Mobile money transfer agencies are seen on May 6, 2020 in a district of Abidjan in the Ivory Coast. (Photo by ISSOUF SANOGO / AFP)
La Côte d’Ivoire se distingue par son réseau dense de services de mobile money, comptant plus de 400 000 points de service. Ce chiffre est impressionnant, surpassant de 300 fois le nombre total de distributeurs automatiques de billets dans le pays, selon les données de l’Agence de promotion de l’inclusion financière. Les populations ivoiriennes dépendent quotidiennement de ces cabines pour des transactions essentielles, qu’il s’agisse de déposer leur salaire ou de retirer des fonds. Cependant, les opérateurs de ces points de service sont fréquemment confrontés à une pénurie de liquidités, un obstacle majeur qui entrave leur activité et, par extension, l’économie locale.
En fin d’après-midi, dans le quartier animé d’Angré Château, où les habitants s’affairent entre les courses et les transports, une cabine de mobile money est à court de cash. Rosette, venue retirer 10 000 francs CFA (environ 15 euros), exprime sa frustration face à cette situation récurrente. Elle constate que l’absence de fonds est un problème fréquent, auquel il faut s’adapter.

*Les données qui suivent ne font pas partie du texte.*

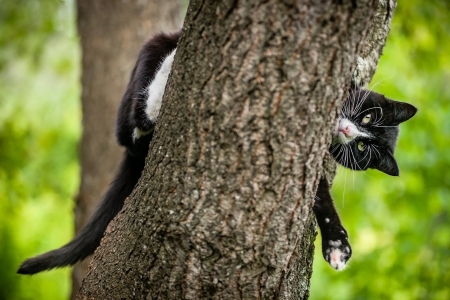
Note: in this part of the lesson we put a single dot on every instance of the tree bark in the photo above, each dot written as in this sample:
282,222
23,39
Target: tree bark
111,33
223,208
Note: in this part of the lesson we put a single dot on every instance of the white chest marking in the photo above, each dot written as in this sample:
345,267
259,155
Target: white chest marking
155,90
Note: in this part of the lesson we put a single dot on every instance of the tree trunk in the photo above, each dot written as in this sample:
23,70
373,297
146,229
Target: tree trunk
223,208
111,33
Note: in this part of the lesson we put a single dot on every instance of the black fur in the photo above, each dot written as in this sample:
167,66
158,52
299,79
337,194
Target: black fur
131,114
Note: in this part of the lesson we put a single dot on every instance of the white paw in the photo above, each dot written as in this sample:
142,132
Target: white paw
338,255
137,133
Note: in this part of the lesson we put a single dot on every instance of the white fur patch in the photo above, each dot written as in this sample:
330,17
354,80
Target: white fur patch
157,86
137,133
337,260
353,131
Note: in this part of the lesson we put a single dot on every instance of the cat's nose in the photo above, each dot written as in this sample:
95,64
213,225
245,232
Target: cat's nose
345,130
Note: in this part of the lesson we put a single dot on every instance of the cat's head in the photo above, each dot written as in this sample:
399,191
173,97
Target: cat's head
366,131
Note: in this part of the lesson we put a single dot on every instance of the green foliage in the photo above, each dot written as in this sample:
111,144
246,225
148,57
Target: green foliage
39,130
399,227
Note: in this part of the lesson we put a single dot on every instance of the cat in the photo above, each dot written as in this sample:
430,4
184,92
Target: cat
364,137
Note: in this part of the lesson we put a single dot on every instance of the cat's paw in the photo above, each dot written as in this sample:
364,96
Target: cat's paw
335,247
337,253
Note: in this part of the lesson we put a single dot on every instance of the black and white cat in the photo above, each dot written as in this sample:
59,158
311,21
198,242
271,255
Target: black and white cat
365,137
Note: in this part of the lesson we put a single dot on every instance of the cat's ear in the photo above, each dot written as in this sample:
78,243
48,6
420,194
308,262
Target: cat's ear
387,164
403,111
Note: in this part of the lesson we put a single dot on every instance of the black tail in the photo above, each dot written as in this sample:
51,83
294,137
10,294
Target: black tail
89,238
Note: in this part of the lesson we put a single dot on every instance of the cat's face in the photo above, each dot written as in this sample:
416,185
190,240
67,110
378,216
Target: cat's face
366,131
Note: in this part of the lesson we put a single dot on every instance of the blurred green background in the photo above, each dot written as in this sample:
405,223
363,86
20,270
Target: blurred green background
398,227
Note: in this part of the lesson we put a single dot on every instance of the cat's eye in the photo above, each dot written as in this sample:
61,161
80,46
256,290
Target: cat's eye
361,146
366,119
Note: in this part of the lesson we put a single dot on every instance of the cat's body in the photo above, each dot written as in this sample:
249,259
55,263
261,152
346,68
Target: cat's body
137,116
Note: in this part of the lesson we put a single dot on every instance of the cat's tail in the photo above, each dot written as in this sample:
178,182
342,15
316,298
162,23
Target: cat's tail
89,238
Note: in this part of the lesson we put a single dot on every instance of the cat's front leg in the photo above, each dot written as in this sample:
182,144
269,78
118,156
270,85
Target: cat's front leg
335,246
149,101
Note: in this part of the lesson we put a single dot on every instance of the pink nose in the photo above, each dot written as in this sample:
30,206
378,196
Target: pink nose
345,130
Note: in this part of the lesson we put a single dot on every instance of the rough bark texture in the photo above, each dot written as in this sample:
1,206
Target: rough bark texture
223,208
111,33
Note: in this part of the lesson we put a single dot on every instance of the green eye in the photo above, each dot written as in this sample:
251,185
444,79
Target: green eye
366,119
361,146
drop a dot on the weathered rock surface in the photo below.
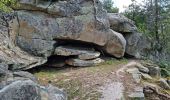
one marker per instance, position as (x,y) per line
(146,76)
(135,74)
(84,63)
(151,91)
(30,35)
(154,70)
(121,24)
(163,83)
(82,53)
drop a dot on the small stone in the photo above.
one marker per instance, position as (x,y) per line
(135,74)
(132,70)
(137,96)
(154,70)
(146,76)
(142,68)
(164,84)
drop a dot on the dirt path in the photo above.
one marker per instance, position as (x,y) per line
(115,90)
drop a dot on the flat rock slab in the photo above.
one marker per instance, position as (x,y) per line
(82,53)
(84,63)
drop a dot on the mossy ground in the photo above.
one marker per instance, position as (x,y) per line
(80,83)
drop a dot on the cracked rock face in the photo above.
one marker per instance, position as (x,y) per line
(32,33)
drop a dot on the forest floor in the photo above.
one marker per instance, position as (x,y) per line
(106,81)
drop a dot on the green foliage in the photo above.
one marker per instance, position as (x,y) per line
(5,5)
(165,68)
(108,5)
(154,25)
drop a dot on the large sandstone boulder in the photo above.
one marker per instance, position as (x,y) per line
(30,35)
(82,53)
(121,24)
(136,44)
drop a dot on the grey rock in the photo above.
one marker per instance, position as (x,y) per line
(3,69)
(146,76)
(20,90)
(120,23)
(24,74)
(84,63)
(133,46)
(154,70)
(136,96)
(163,83)
(140,67)
(135,74)
(82,53)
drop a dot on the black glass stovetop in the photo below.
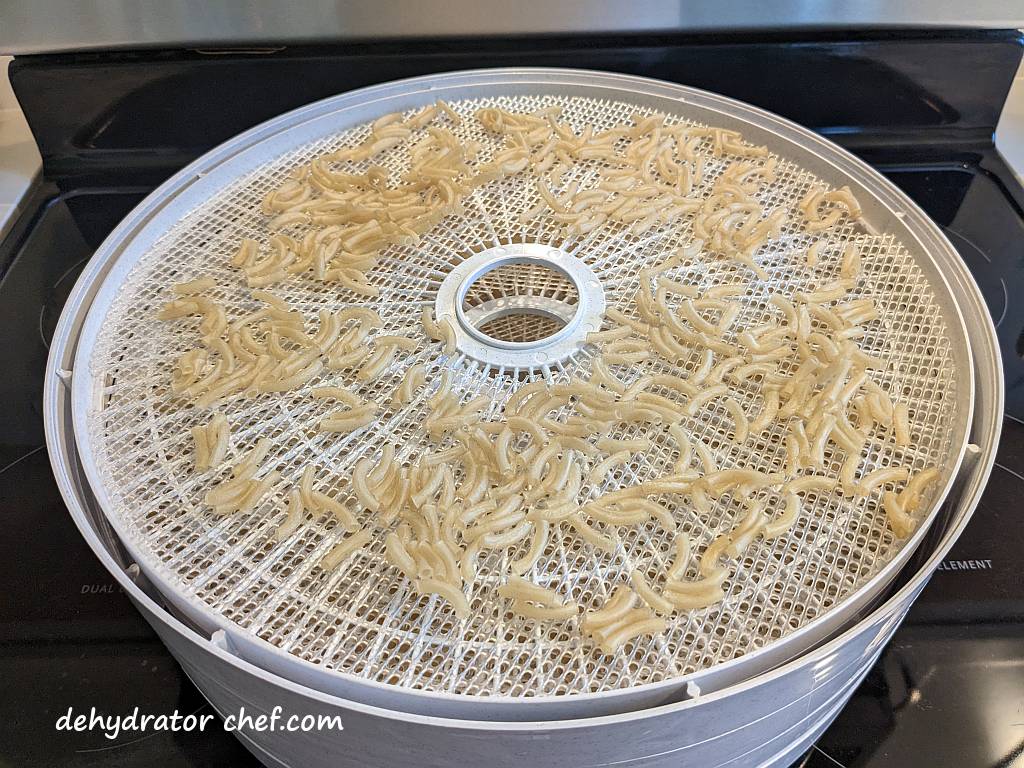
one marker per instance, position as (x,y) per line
(947,691)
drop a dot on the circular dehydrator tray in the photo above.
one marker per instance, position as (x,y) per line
(363,620)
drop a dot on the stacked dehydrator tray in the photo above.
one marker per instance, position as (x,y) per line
(751,682)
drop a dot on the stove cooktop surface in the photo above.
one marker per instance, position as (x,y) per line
(946,691)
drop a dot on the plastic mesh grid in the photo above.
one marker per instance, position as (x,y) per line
(364,619)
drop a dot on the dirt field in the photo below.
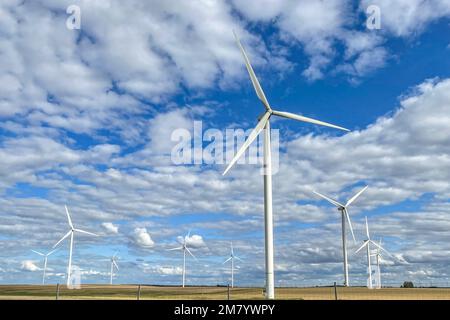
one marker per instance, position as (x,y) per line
(129,292)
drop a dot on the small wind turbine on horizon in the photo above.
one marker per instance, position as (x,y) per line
(71,233)
(264,123)
(231,258)
(378,256)
(366,244)
(344,216)
(113,265)
(45,261)
(185,249)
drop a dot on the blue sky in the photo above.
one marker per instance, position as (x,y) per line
(86,118)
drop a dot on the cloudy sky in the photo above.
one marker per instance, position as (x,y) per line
(86,118)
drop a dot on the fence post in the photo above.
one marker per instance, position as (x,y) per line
(335,291)
(57,291)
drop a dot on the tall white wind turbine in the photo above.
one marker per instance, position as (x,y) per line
(45,261)
(344,216)
(71,233)
(231,258)
(378,256)
(264,123)
(185,249)
(113,265)
(366,244)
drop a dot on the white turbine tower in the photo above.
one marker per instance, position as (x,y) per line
(366,244)
(45,262)
(71,233)
(264,123)
(344,216)
(378,256)
(113,265)
(185,249)
(231,258)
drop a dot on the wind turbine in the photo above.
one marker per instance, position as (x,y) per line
(344,216)
(378,257)
(264,123)
(366,244)
(231,258)
(45,261)
(113,265)
(185,249)
(71,233)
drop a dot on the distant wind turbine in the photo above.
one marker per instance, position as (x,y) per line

À l’intérieur de la cabine, Nema, l’agente, doit informer les clients de l’indisponibilité de liquidités. Elle explique que certains jours, l’affluence des retraits est telle que les espèces viennent à manquer. Dans ces cas, elle s’excuse et propose aux clients de n’effectuer que des dépôts.
Face à ces contraintes, des clients impatients préfèrent se diriger vers d’autres points de retrait. Pour Affoué, la gérante de la cabine et ancienne comptable, chaque client perdu représente un manque à gagner. Elle souligne l’importance de satisfaire la clientèle pour maximiser les commissions et assurer la rentabilité de son commerce.
Quand le manque de liquidités impacte la rentabilité des agents
Les principaux opérateurs de mobile money, tels qu’Orange, Moov, MTN ou Wave, rémunèrent les gérants de cabines par des commissions. Pour une transaction de 10 000 francs CFA, par exemple, les agents perçoivent entre 20 et 60 francs CFA. Il est donc évident que l’augmentation du nombre et de la valeur des transactions est directement liée à l’accroissement de leurs revenus.
Cependant, le manque de cash ou de crédit interrompt ce cycle vertueux. Les agents sont contraints de suspendre leurs opérations pour s’approvisionner auprès des opérateurs ou des banques. Cette interruption se traduit par une perte de clientèle et une diminution des commissions, rendant l’activité moins rentable et forçant parfois les agences à fermer temporairement leurs portes pour se réapprovisionner.
Des solutions innovantes pour une meilleure réactivité
Face à ce défi, des initiatives émergent. Gertrude Yapi, directrice des opérations de Leya, une startup basée à Abidjan, a mis en place un service de convoyeurs de fonds à moto. Cette solution permet de dépanner rapidement les points de service de mobile money. Leya s’engage à approvisionner en crédit en moins de quatre minutes et à livrer le cash en moins de 30 minutes, garantissant ainsi la satisfaction de la clientèle. L’entreprise affirme que son service permet aux points de vente d’augmenter leur chiffre d’affaires de 50 %. Aujourd’hui, Leya compte plus de 3 000 clients actifs dans quatre villes ivoiriennes : Abidjan, Bondoukou, Bouaké et Korhogo.
Pour l’économiste ivoirien Kassoum Timité, la continuité des services de mobile money est cruciale pour soutenir l’activité économique générale du pays. Il rappelle que le mobile money touche directement la population active dans le secteur informel, qui représente une part prépondérante de l’économie en Côte d’Ivoire. Selon lui, une pénurie de liquidités entraînerait un ralentissement des transactions et une diminution de l’activité économique.
L’importance du mobile money est incontestable : en 2024, plus de 140 milliards de francs CFA (soit plus de 210 millions d’euros) étaient échangés quotidiennement via ce système, un volume près de quatre fois supérieur à celui de 2020, d’après l’agence ivoirienne de promotion de l’inclusion financière.